I previously linked a Washington Post story about the execution of serial killer and multiple rapist Alfred Prieto. I want to quote some parts of it, however, to illustrate a number of points retentionists stress, but are mostly deep-sixed by the mainstream media. My hat is off to the Post for allowing this story to be printed.
[T]he state of Virginia handles the execution of convicted murderers in a precise and professional way. Similarly, serial killer Alfredo R. Prieto lived the final moments of his life with his own version of professionalism, maintaining the same passive look he held through his three long trials in Fairfax, and defiantly refusing to show any remorse or regret as he issued a rehearsed final statement similar to a pro athlete being interviewed after a game. He thanked his "supporters" and then snapped, "Get it over with."
The last story I read about an execution, that of Kelly Gissendaner for plotting to have her husband sliced to death so she and her lover could share the insurance money, started off with how she sang "Amazing Grace" during the execution procedure. Somehow I suspect, "Get it over with" is more common, but doesn't get widely reported because it doesn't make good abolitionist propaganda.
The Post story continues:
[Prieto] entered the death chamber at 8:52 p.m. Thursday, and was dead by 9:17 p.m.
That would be a total of 25 minutes. Most human beings do not get the luxury of a death anything like that fast.
A diverse crowd of witnesses watched every moment intently, some in the chamber with him, some victims' family members and friends in a room peering through one-way glass, and then about 18 more people -- lawyers, corrections officials, and four reporters including me -- facing him straight on from another room. We watched what appeared to be an utterly painless death for a man who brutally killed nine people and devastated nine families,
You can wait 'til doomsday eve for most of the press to report on "an utterly painless" execution, But your wait for stories about a "botched execution" is typically measured in milliseconds.
[Several witnesses and a couple of the prosecutors] take seats in the front row along with the jury foreman from the second Prieto trial, who wanted to express his support for the victims but did not want to be identified. They will sit about six feet from Prieto, as they did at the trials, when Prieto wore high-collared shirts to hide his gang tattoos.
Correct me if I'm wrong, but isn't the foreman of a jury that imposes the death penalty supposed to be a barbarian? I seem to have heard that every now and again.

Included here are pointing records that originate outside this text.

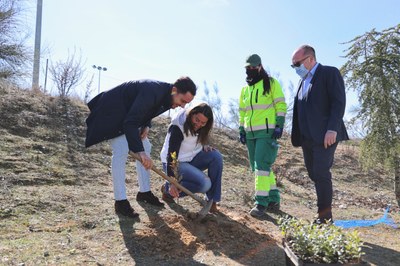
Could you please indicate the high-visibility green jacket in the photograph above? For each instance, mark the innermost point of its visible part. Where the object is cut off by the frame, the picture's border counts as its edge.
(259, 113)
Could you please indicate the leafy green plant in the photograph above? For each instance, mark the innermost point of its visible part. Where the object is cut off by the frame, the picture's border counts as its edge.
(320, 243)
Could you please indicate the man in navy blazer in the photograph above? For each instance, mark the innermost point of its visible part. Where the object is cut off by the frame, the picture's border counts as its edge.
(318, 126)
(123, 116)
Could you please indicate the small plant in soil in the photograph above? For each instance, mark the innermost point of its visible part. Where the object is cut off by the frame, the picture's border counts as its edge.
(324, 243)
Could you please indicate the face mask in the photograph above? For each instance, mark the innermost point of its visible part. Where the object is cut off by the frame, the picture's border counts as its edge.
(302, 71)
(251, 73)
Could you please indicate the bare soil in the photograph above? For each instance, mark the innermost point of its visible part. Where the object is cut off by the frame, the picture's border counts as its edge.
(56, 199)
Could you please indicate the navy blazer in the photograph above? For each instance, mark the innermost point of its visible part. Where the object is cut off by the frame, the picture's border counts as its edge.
(126, 108)
(324, 107)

I first met Dede Raver in 2000, 12 years after her sister was killed in Reston. A DNA match had been made with Tina Jefferson's slaying in Arlington, but there was still no suspect. Raver would become active in pushing for more funding for DNA use in crime fighting, and now it is everywhere. And now, her sister's killer had been caught, convicted and put to death."To me, the whole thing is so surreal," she said late Thursday night. "It's lasted so long, it's hard to believe it's come to an end."
She said of Prieto: "I did not see any emotion in him. It kind of haunts me because I kind of know that's the expression my sister saw. I found it absolutely disturbing." She did not expect him to apologize or offer condolences. "But I'm glad that I went," she said, "because my mother really wanted to. [Veronica Raver, who attended all three Prieto trials in Fairfax despite suffering from stomach cancer, died in 2013.] So I did it on her behalf."

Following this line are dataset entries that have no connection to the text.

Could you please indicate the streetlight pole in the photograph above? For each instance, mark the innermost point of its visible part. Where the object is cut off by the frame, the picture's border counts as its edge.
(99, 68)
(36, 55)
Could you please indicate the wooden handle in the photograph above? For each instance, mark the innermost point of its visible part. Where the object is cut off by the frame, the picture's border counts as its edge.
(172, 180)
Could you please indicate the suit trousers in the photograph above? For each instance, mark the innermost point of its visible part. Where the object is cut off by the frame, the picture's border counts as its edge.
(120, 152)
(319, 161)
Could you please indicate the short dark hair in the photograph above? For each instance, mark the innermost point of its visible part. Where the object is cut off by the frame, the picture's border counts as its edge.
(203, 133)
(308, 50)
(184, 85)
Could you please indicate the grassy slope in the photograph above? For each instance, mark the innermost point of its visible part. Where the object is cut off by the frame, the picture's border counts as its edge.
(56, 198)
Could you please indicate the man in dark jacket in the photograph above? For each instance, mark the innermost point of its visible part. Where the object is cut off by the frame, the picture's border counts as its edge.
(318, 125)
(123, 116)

Remember that the next time you hear that what victims really want is "healing and restorative justice." It's true that some members of some families of murder victims oppose the death penalty. But one mother was sufficiently determined to see justice done that she came to three trials despite having one of the most horrible and debilitating forms of cancer you can get. That the system dawdled so long over phony appeals that she died before the execution of her daughter's tormentor and killer is a disgrace.
And last (emphasis added):
It was Ray Morrogh's [the Commonwealth Attorney's] third time witnessing an execution, which he felt was only right as a prosecutor who sometimes seeks the death penalty. "I thought Prieto died a much easier death than any of his victims," he said. "He passed very quietly. The way he was administered the lethal injection and went to sleep, I've seen family and friends struggle to the last heartbeat. His death was a lot easier than those women who begged for their lives."
I will not live to see the day when a defense lawyer decides to witness the autopsy of someone killed by a violent client he successfully defended. Coming face-to-face with the consequences of the choices you make in your professional life is only for other people.

Give credit also to the federal judge who tossed the TRO. The judge's opinion is stellar and makes no bones about what needed to be done for justice's sake.
It also should bear noting--this piece of garbage was an immigrant who should have been deported after serving time for shooting people. Now, Jeh Johnson tells us that we should be keeping some alien criminals here. This is the sort of thing that can happen when the safety of the American people is less important than some left-wing idea about what America should be.